Постройка церкви и приговоры мирового судьи точно вдруг открыли перед ним свет; мысль, которая пришла ему в голову, сделала его почти одержимым на несколько недель и наконец овладела им со всей властностью первой идеи, которую страстная натура считает своим изобретением.

«Когда Бонапарт заставил говорить о себе, Франция опасалась вторжения иноземцев; военная доблесть была тогда необходима и в моде. Теперь сорокалетние священники получают сто тысяч франков жалованья, то есть в три раза больше, чем получали прославленные генералы Наполеона. Им нужны помощники… Вот этот мировой судья такой умный, до сих пор такой честный, уже на старости лет позорит себя из боязни не понравиться молодому тридцатилетнему викарию. Надо стать священником».

Однажды, в разгар своего нового увлечения, когда Жюльен уже два года изучал теологию, он выдал неожиданно для всех пламя, пожиравшее его душу. Это случилось у господина Шелана; на обеде священников, которым добрый старик представил его как чудо знания, он вдруг начал горячо восхвалять Наполеона. Осознав ошибки, он привязал себе правую руку к груди, сказав, что вывихнул ее, переворачивая еловые бревна, и два месяца носил ее в этом неудобном положении. После этого телесного наказания он простил себя. Вот каков был этот восемнадцатилетний юноша, такой хрупкий на вид, что ему едва можно было дать семнадцать лет, входивший с маленьким свертком под мышкой в великолепную верьерскую церковь.

В церкви было темно и пустынно. По случаю праздника все окна здания были завешены пунцовой материей; получался эффект ослепительного света от солнечных лучей, проникавших внутрь… Жюльен затрепетал. Очутившись один в церкви, он уселся на самую красивую скамью. На ней находился герб господина де Реналя.

На скамье Жюльен заметил клочок печатной бумаги, положенный словно для прочтения. Он взглянул на него и увидал: «Описание казни и последних минут Луи Женреля, казненного в Безансоне, сего…»

Бумажка была разорвана. На обороте можно было прочесть два первых слова строки: «первый шаг».

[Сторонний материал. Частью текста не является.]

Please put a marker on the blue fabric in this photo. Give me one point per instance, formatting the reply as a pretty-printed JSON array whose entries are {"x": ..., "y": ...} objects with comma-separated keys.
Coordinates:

— Кто мог положить эту бумажку сюда? — сказал Жюльен. — Несчастный! — прибавил он со вздохом, — его имя оканчивается как мое… — И он смял бумажку.

Когда Жюльен выходил, ему показалось, что он видит кровь возле кропильницы: это была пролитая святая вода: отблеск красных занавесей, закрывавших окна, делал ее похожей на кровь.

Наконец Жюльен устыдился своего тайного страха.

— Неужели я трус? — спросил он себя. — К оружию!

Это слово, так часто повторявшееся в рассказах о сражениях отставного лекаря, было для Жюльена символом героизма. Он встал и быстро направился к дому господина де Реналя.

Несмотря на свою решимость, лишь только он увидел этот дом в двадцати шагах, им овладела непобедимая робость. Железная решетка была открыта; она показалась ему великолепной. Надо было войти. Жюльен не был единственным, чье сердце сжималось при входе в этот дом.

Крайне застенчивая госпожа де Реналь смущалась при мысли, что этот чужой человек в силу своих обязанностей будет постоянно находиться между нею и детьми. Она привыкла, чтобы сыновья спали в ее комнате. Утром, увидав их кроватки перенесенными в комнату, предназначенную для наставника, она пролила немало слез. И тщетно просила мужа, чтобы кровать Станислава-Ксавье, самого младшего, была снова перенесена в ее комнату.

Женская чувствительность была чрезвычайно развита в госпоже де Реналь. Она представила себе грубое, нечесаное существо, которое будет бранить ее детей исключительно потому, что он знает латынь — варварский язык, за который ее мальчуганов будут сечь.